Node.js multithreading with worker threads series: worker_threads tutorial
Node.js provides a single-threaded JavaScript run-time surface that prevents code from running multiple operations in parallel. If your application typically employs synchronous execution, you may encounter blocks during long-running operations.
However, Node.js itself is a multi-threaded application. This is evident when you use one of the standard library’s asynchronous methods to perform I/O operations, such as reading a file or making a network request. These tasks are delegated to a separate pool of threads that Node creates and maintains using the libuv C library. Although it feels like multi-threading, it’s still possible for async functions to block the main event loop.
But what if you want to create your own independent threads for your Node.js application? Multi-threading can offer substantial performance improvements for CPU-bound workflows by allowing arbitrary work to be performed in parallel. Although Node.js doesn’t offer real multi-threading, you can create something similar with the worker_threads
module. This article will explain what it does, and show how to use it in a few real-world applications.
What are worker threads?
The worker_threads
module implements a form of threading that lets you add parallelism to your own application. Code executed in a worker thread runs in a separate child process, preventing it from blocking your main application.
Worker threads are not real threads in the traditional sense. They’re distinct processes, which means they can’t directly access the execution context of their parents. Communication between worker threads and your application is facilitated by an event-based messaging system.

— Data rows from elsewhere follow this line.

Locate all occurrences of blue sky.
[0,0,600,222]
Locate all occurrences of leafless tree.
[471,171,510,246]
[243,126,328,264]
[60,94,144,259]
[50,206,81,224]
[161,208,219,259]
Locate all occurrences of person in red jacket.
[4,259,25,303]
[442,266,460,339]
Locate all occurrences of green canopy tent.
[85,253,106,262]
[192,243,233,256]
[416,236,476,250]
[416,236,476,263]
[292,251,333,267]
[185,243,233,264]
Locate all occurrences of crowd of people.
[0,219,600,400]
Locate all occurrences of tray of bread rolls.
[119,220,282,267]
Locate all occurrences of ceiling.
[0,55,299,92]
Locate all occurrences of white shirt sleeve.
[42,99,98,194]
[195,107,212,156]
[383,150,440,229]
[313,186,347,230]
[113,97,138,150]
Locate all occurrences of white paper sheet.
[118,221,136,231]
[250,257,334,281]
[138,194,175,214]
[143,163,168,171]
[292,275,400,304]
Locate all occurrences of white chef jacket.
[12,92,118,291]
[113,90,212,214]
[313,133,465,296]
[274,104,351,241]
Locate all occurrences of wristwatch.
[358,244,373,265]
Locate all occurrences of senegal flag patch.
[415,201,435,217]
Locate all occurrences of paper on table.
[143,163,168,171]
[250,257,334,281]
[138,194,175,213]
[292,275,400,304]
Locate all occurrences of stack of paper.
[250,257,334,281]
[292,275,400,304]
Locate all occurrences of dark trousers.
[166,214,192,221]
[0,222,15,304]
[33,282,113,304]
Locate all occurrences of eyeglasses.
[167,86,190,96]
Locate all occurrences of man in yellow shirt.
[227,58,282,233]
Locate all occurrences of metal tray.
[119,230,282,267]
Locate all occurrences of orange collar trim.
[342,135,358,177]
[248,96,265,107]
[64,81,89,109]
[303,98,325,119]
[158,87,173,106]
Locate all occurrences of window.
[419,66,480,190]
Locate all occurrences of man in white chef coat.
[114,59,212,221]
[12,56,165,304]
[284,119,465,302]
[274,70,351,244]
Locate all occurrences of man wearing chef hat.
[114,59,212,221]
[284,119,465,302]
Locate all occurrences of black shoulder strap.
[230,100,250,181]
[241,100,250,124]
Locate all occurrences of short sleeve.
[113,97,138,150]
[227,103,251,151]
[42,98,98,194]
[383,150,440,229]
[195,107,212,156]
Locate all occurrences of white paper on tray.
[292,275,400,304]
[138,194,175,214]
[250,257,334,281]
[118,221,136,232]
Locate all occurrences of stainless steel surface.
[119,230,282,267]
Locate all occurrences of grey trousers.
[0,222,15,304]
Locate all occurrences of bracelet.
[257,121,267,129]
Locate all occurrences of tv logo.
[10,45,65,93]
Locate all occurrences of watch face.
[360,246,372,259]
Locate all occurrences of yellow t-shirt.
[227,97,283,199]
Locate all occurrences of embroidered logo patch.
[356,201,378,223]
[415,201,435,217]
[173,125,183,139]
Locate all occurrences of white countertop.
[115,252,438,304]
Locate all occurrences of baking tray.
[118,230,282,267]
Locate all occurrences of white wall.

Although worker threads don’t turn Node.js into a true multi-threaded language, the difference is academic in many real-world scenarios. They implement a convenient mechanism for running several execution “threads” concurrently, letting you take intensive work out of the main loop.
Worker thread use cases
Worker threads can be employed anywhere you’re using expensive CPU-bound operations. They’re not suitable for accelerating I/O work because of the overhead associated with each thread. Node.js’ built-in async I/O utilities will be quicker and more efficient for filesystem and network tasks.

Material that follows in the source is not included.